Now, what if we told you that anyone could make accurate stock predictions? Moreover, the icing on the cake being that you don’t have to have an IQ of 9 and above or be experienced in the trade, as you can make predictions with data analytics. In fact, Big Data and Analytics today help institutions and individuals make better investment decisions with consistent returns by giving them insight into the data.

Big Data and Cloud are a necessity

Today, an increasing number of people are investing in bonds and mutual funds to save taxes. Good returns on investment translate into financial well-being of families. To be able to do this without burning a hole in the pocket, an investor needs to have knowledge about the market to make sound decisions. However, the biggest constraint being that they don’t have the financial wherewithal of institutions or big corporates to hire data scientists. In such a scenario, this technology is indispensable.



Analytics is the new buzzword

According to the Harvard Business Review, being a Data Scientist is the sexiest job of the 21st Century. Apart from the glamour, at a macro level, the adoption of Analytics and Big Data would also help in employment generation, an urgent need in the Indian context. Global revenue in the analytics market is forecast to reach $16.9 billion in 2016, according to the latest forecast from Gartner, the international research firm.

How does it work?

Big Data is mined and analyzed through algorithms that utilize huge amounts of historical data and insert them into complex mathematical models to provide accurate predictions to maximize portfolio returns. With the ever-increasing capabilities of computers to churn and handle data, automated computer programs perform stock trading at the best possible prices at speeds that a human broker cannot. It also removes the possibility of human error, thus creating less risky investments.

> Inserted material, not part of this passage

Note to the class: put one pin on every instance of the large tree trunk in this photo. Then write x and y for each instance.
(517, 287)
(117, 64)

Algorithms such as Apriori, FPGrowth (Frequent Pattern Growth) together with analytical methods such as Lift, Kulc, IR, Chi-square help users identify useful data and discard data that is of little value using highly sophisticated statistical techniques, factoring in real-time news, updates from social media and frequently changing stock data.

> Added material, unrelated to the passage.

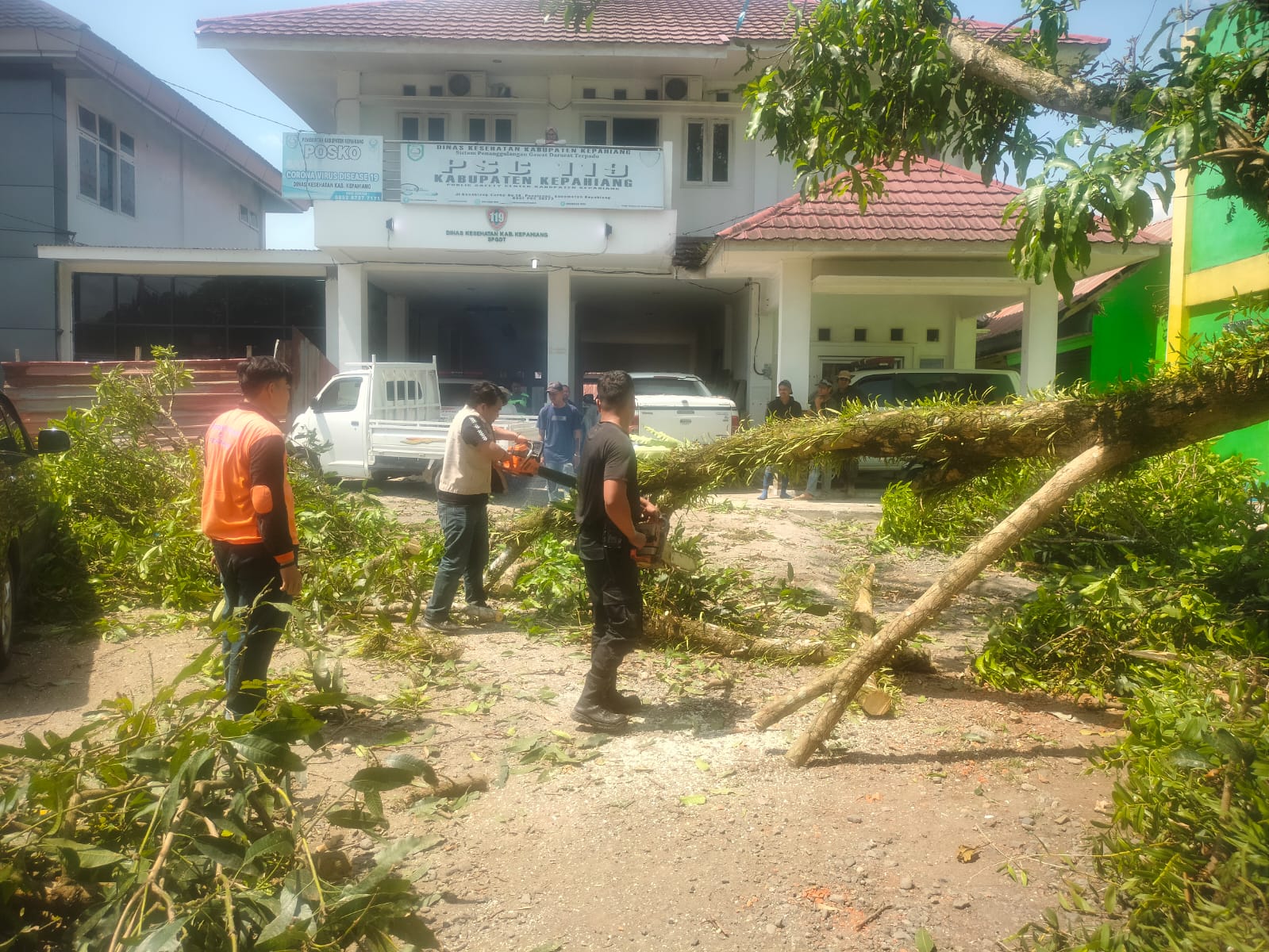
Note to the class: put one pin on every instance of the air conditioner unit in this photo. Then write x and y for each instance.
(682, 88)
(466, 84)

Similarly, robo-advisors manage wealth and investments online through generating automated, algorithm-based portfolio management advice without the use of human planners by bringing huge amounts of data on a digital platform.

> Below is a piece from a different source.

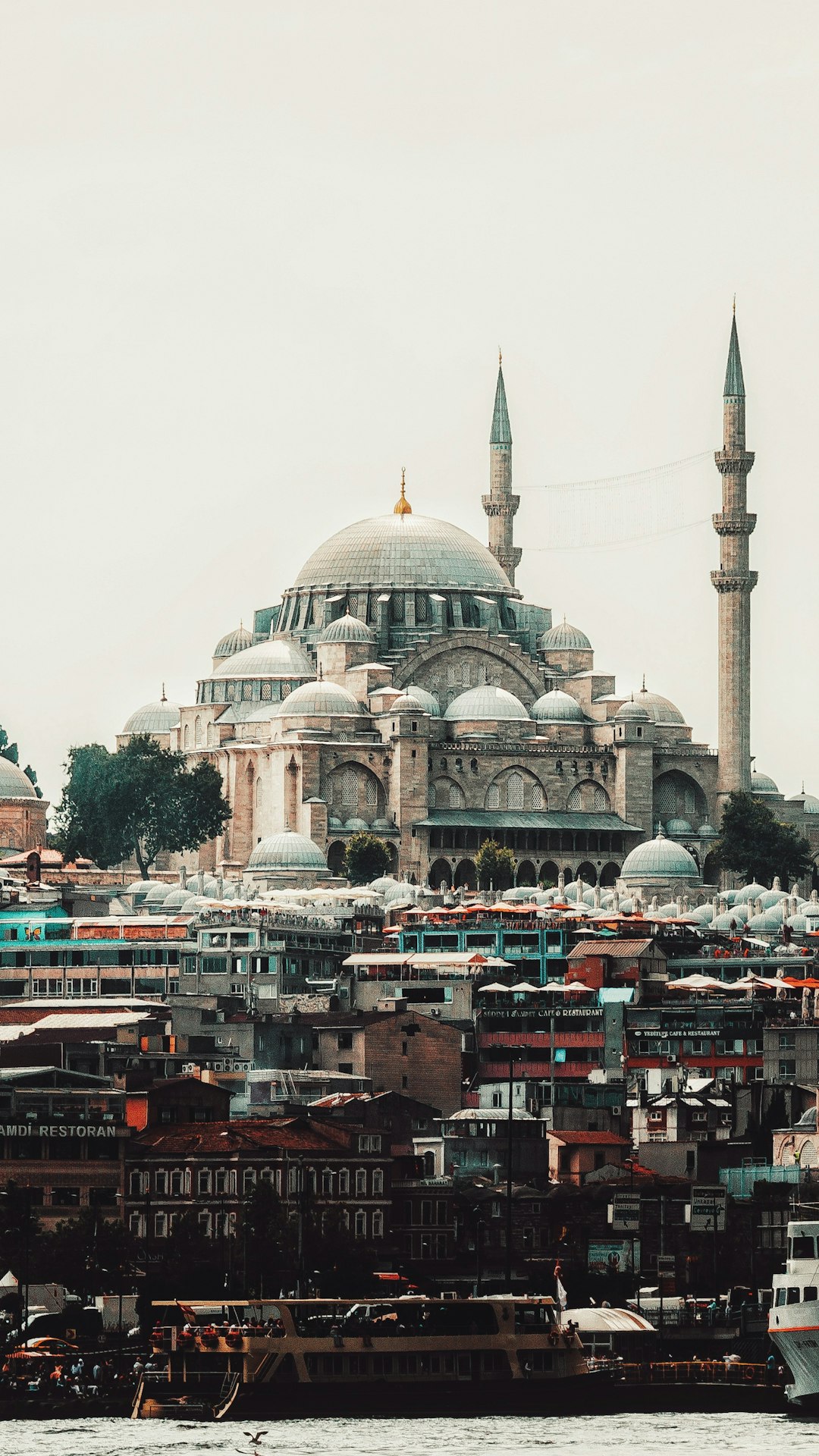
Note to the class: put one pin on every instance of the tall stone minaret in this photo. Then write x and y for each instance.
(733, 582)
(500, 504)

While predictive analysis is out of reach of most small-time investors, there are affordable applications that abstract complex data through statistical approaches and market sentiment.

See Also

Applications such as InTenMin and Investtech run high-speed analytics on historical and real-time stock data to provide in-depth statistics. This information is then correlated with sentiment analysis from social media in order to provide a 360-degree analysis on stocks. Data include billions of records of stock ticker information and live twitter feeds.

However, the use of Analytics and Big Data in the Indian scenario remains restricted to a few.

Data: Structured or Unstructured

The New York Stock Exchange generates 1 terabyte of data every day, according to one estimate, which is undecipherable by a normal human being. Only a small part of such data is structured and which can be managed through relational databases and spreadsheets. Unstructured data, on the other hand, cannot be fit into a predetermined model. Investment banks and asset management firms need to analyze such voluminous data to make good investment decisions.

Therefore, today, stock markets, financial institutions such as banks and capital markets, and insurance and retirement institutions increasingly use Analytics and algorithmic techniques for active risk management.